Sterling slips from six-week high

27 Jan, 2017

Sterling slipped from a six-week high against a strengthening dollar on Thursday as investors booked profits after a rally that saw the pound climb almost 5 percent in just 10 days.
The pound opened the day on a strong note against the dollar, nearing $1.27 and bolstered by data showing Britain's economy maintained its momentum in the final three months of 2016 - again defying expectations that June's vote for Brexit would rapidly take a toll on growth.
But it quickly gave up those gains as the dollar rallied across the board after reaching a seven-week low and, having touched a high of $1.2674, sterling was trading over a cent lower than that by 1620 GMT at $1.2571.
That still left sterling on track for its best fortnightly performance against the dollar in 10 months.
"We're seeing a dollar reversal across the board and cable (sterling/dollar) is just getting caught up in that - it's fair to say the newsflow is still very positive for sterling," said RBC Capital Markets currency strategist Adam Cole.
Brexit minister David Davis on Thursday began the process of passing a law enabling the government to trigger Britain's exit from the EU. He published legislation and introduced it to parliament - the first stages in the normal lawmaking process which will see both chambers of parliament scrutinise the bill.
"Though there is clearly going to be several weeks of debate now in both houses, I don't think that's going to have that much effect on sterling because we know the bottom line is that neither house is going to block the legislation," said Cole.
"So I think politics goes quite quiet now (for sterling) until we get to the point when Article 50 is triggered," he added, referring to Article 50 of the Lisbon Treaty, which will formally start Brexit talks.

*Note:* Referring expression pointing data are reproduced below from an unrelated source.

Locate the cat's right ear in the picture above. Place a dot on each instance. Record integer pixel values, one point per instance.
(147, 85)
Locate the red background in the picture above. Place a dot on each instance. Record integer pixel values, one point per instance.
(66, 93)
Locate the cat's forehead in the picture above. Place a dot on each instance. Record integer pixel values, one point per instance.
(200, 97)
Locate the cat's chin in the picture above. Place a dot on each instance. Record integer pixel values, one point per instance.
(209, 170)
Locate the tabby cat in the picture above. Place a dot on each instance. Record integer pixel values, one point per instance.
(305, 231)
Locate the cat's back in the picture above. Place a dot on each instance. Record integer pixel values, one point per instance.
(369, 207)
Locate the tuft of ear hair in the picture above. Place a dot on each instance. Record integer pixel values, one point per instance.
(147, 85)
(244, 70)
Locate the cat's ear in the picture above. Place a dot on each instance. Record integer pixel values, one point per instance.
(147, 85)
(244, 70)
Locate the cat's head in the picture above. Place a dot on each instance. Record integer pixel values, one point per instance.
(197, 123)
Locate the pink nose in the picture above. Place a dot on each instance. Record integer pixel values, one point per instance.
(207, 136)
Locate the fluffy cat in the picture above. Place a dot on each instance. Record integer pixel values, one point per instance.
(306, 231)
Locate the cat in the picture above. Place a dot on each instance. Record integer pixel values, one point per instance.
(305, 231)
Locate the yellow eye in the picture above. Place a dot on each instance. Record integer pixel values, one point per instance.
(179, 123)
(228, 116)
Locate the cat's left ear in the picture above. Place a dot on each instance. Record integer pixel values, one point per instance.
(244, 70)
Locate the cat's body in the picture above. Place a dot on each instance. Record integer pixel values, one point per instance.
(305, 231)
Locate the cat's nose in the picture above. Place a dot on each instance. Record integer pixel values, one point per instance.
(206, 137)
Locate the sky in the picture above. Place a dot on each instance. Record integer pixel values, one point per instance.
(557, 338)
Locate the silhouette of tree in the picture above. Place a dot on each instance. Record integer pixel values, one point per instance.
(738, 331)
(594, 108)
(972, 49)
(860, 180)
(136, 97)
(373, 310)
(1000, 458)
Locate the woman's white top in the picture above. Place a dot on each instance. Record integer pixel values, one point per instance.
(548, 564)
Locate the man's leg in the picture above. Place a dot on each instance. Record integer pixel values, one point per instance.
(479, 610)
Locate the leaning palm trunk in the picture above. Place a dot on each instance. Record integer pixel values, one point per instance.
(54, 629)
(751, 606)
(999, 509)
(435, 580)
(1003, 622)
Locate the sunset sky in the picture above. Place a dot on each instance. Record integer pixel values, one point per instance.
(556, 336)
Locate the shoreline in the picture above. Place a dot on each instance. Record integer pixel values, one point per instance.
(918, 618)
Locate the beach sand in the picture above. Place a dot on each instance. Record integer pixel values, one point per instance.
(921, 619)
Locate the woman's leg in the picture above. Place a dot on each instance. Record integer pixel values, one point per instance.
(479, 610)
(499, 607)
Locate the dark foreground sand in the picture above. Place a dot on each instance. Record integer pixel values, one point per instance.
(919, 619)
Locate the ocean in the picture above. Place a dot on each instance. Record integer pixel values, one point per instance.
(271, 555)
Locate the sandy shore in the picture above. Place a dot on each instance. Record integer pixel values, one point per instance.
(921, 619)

The focus for currency traders since Britain voted to leave the EU has been how that departure plays out - whether it will be a "hard" exit, in which Britain leaves the European single market, or a "softer" one being the key question.
With more clarity on the government's position - after Prime Minister Theresa May said last week Britain would indeed be departing the single market and the Supreme Court ruling this week that parliament must approve the triggering of Article 50 - it now appears that investors are turning to fundamentals.
Investors are looking ahead to the first Bank of England "Super Thursday" of the year next week, when the BoE will present its quarterly inflation report along with its decision on monetary policy.
Inflation has accelerated as sterling has shed 12 percent since the Brexit vote on a trade-weighted basis. This has led to market talk that the BoE will take a more hawkish tilt and even signal that it is moving closer to raising rates from their current record low of 0.25 percent.
But a Reuters poll on Monday found most economists expect the BoE to leave its rates and other stimulus measures unchanged at least until 2019, even though it is likely to raise its 2017 growth forecast again next week.
Traders will also be watching a meeting between US President Donald Trump and Theresa May in Washington on Friday, with trade expected to dominate discussions.
"Sterling will focus on news headlines around PM May's US visit which, at face value at least, should be positive for the currency," said Commonwealth Bank currency strategist Adam Myers.
Against the euro, the pound rose 0.3 percent on the day to 84.83 pence, close to a three-week high of 84.71 pence touched earlier.